这是最原始的形式,至今依然深受喜爱。下午 5 点后沿着 Nguyen Thi Minh Khai 街走,或者穿过大叻夜市两侧的小巷,你会看到摊主们蹲在小炭炉旁,每人同时照看三四张米纸。他们的动作非常快——翻转、打蛋、用小棍折叠边缘以防配料滑落,然后像折叠纸塔克一样递给你。
摊位上的标准配料包括:一枚鹌鹑蛋、虾干 (tom kho)、切片越南香肠(视摊主而定,可能是 lap xuong 或 cha lua)、葱油和少许蛋黄酱。有些摊位还会加软牛肉干 (bo kho)。你可以站着吃,或者坐在摊主临时搬出的塑料小凳上吃。价格:每份 15,000–20,000 VND。
你付出的钱买到的是那股炭火焦香。好的街边摊主会将炭火保持得足够热,使米纸在两分钟内起泡变褐,从而带来边缘微脆、带有烟熏和坚果味的基底。如果火候控制得当,蛋黄还会保持半流质状态。这种酥脆、半流质、烟熏和蛋黄酱带来的油脂香气,正是这道小吃的精髓所在。
缺点是品质不够稳定。有些摊位到晚上 9 点炭火就不足了,改用小火,这会导致米纸变得苍白且有嚼劲,而不是那种酥脆感。你通常一眼就能看出来:在足够热的烤架上,米纸放上去几秒钟内就会开始膨胀并卷曲。
在过去五六年里,大叻有几家店铺将菜单完全围绕 banh trang nuong 构建,提供餐桌旁的小型烤炉,或者直接端出改良后的升级版本。这些地方并不是专门坑游客的——当地人也经常光顾,特别是在大叻寒冷的夜晚,站在外面吃不太方便的时候。
位于 Phan Dinh Phung 街(靠近与 Nguyen Cong Tru 交叉口)的 Banh Trang Nuong Phuc Loc Tho 是大叻当地人最常推荐的店铺。营业时间大约在下午 4 点到晚上 10 点。他们提供不同尺寸——标准(单层米纸)和双层——以及配料升级:额外的鸡蛋、肉松 (ruoc),或者配上一份辣椒青柠蘸酱。价格根据配料和尺寸在 20,000–35,000 VND 之间。
室内用餐的形式让他们可以添加一些在快速递送的摊位上无法处理的配料:比如一小堆在户外会被风吹走的肉松,或者烤好后淋上的辣椒油。你还可以拥有一个座位,这意味着你可以点两三份大家一起分享,而不必在站着时还要费力拿着折叠好的米纸。

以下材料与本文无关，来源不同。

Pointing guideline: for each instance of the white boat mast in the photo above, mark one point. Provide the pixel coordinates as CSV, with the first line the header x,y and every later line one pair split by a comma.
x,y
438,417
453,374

代价是:炭火的焦香味有时没那么浓郁,因为这里的烤架是为了追求出餐量,而不是单份的极致高温。你得到的是更丰富的配料、更舒适的环境,以及稍微少一点的烟火气。

摄影:Quang Nguyen Vinh,来源:Pexels
如果你是第一次来大叻,而且正好在逛夜市,那就选街边摊。那种体验——清凉的山间空气、炭火的香气、在 Nguyen Thi Minh Khai 街站着吃——才是灵魂所在。找一个烤架火候明显很旺(米纸迅速起泡)的摊位,看着他们制作。
如果你想坐下来慢慢吃,尝试多种口味,或者是在周二夜市人流较少、一半摊位都收摊的时候,Phan Dinh Phung 街的 Phuc Loc Tho 是个可靠的选择。
无论哪种方式,一定要趁热吃。Banh trang nuong 放凉五分钟后,口感就会从酥脆变得软韧,甚至让人失望。这是一种只有两分钟黄金赏味期的小吃。

摄影:Theodore Nguyen,来源:Pexels
大叻夜市区域和 Phan Dinh Phung 街距离中心市场 (Cho Da Lat) 都在步行范围内,相距不到 500 米。大多数 banh trang nuong 摊位和店铺的营业时间为下午 4 点至晚上 10 点;周末街边摊位有时会更早出摊。请准备现金——50,000 VND 足以买两份小吃并加一份饮料。